Late last year, state Superintendent Brian Whiston appointed a work group that included teachers, administrators, parents, psychologists, social workers and school board members. After surveying best practices at school districts around the state, the work group proposed a set of guidelines for discussion at the board's March meeting.
The guidelines — which the board of education has neither the authority nor the inclination to impose on individual school districts — are largely designed to protect the privacy of a group of students that is statistically more likely than the overall student population to feel threatened at school and nearly five times as likely to attempt suicide. The work group's most controversial recommendations (although they elicit scant objections from teachers, administrators and students on the ground) include the suggestion that schools permit students to use restrooms reserved for whichever gender they identify with, and that schools disclose a student's gender identification to parents only with the student's permission.
In sum, the recommendations are an attempt to surface the policies many of the state's best schools have already adopted, and they have aroused little opposition in the first 10 days after they were first proposed for public discussion at the board's March 8 meeting.
According to the e-mail traffic released pursuant to the Daily Caller's FOIA request, SBE member Eileen Weiser, one of two Republicans on the eight-person board, first objected to the guidelines' inclusion on the board's March 8 agenda the afternoon before the meeting. Within the week, bloggers supporting the state and national movement to abolish federal Common Core standards had sounded the alarm, and in April some Michigan residents began receiving robocalls warning of the SBE's plan to foment male voyeurism in women's restrooms. (Like the massive voter fraud cited by sponsors of legislation to restrict voting rights, the restroom voyeurism epidemic seems to flourish only in the overheated imagination of GOP critics.)

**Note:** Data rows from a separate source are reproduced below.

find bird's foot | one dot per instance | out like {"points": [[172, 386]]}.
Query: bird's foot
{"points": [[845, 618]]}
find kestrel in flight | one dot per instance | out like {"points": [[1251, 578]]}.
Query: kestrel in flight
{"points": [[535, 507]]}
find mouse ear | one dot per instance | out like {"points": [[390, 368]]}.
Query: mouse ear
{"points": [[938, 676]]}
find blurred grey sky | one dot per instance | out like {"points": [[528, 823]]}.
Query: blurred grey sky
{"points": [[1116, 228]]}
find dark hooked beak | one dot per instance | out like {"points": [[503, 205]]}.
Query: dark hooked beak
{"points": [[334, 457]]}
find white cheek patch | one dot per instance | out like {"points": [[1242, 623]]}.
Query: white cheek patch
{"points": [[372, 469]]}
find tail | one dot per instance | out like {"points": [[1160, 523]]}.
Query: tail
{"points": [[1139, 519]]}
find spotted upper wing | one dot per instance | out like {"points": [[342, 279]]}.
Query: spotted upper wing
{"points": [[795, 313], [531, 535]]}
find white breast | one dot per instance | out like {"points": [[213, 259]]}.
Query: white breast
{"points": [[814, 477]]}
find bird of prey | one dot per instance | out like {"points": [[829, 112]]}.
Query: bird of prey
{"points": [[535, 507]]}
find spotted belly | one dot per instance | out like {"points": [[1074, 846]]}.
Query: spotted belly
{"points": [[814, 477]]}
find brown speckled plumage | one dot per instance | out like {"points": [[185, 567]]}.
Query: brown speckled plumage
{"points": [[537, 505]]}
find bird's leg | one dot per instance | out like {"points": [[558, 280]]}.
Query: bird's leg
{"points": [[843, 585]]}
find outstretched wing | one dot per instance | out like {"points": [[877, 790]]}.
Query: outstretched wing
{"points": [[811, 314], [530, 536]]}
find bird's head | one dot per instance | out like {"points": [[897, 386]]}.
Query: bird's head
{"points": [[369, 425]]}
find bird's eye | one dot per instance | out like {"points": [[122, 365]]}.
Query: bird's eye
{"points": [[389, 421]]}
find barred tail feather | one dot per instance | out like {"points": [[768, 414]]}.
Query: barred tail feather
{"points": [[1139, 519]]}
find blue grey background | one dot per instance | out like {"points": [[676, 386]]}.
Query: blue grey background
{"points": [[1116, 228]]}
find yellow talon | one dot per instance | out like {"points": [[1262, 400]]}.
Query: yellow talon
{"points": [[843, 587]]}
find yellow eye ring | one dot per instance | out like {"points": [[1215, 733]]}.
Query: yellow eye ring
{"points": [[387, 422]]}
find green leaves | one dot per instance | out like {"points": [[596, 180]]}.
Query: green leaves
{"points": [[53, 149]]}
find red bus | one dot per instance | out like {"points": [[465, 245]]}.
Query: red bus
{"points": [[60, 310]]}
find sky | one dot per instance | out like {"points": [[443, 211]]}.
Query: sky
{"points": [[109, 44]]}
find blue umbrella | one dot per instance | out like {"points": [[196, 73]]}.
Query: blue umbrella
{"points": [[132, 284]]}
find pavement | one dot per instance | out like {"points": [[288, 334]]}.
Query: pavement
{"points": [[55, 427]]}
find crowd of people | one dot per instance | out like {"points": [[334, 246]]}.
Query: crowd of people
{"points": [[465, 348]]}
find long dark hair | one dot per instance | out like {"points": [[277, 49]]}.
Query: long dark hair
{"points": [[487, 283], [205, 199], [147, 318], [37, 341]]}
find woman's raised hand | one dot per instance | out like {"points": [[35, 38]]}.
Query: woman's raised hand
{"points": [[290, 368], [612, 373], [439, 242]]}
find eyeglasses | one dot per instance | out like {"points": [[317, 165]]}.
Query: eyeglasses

In an angry e-mail exchange released by Austin, he and Weiser spar over Austin's allegation that Weiser has worked to "sabotage" the guidelines and that her husband, former state GOP chair Ron Weiser, has pressured Republican legislators to publicly attack the working group's recommendations. Weiser retorted that she found Austin's allegations "offensive" and asserted that, "Apparently, the guidelines were capable of provoking their own national coverage."
(As of press time, Weiser had not responded to my e-mail seeking further comment on the suspicions Austin voiced in his e-mails to her and other board members.)
For the record, I don't think Weiser, House Speaker Kevin Cotter, or most of the other Republican legislators who've denounced the LGBTQ guidelines suffer from homophobia themselves. They're merely exploiting the crudest fears of the Republican base in an effort to discredit a state board of education that opposes the GOP's grander designs for public schools.
What's at work here is not so much bigotry as cynicism — the Trump-like demonization of a vulnerable group of kids Republican policy-makers know pose no threat to their fellow students..
It's only politics, folks — but it's the kind that prompts educators who are genuinely concerned about the well-being of all their students to turn away in despair and disgust.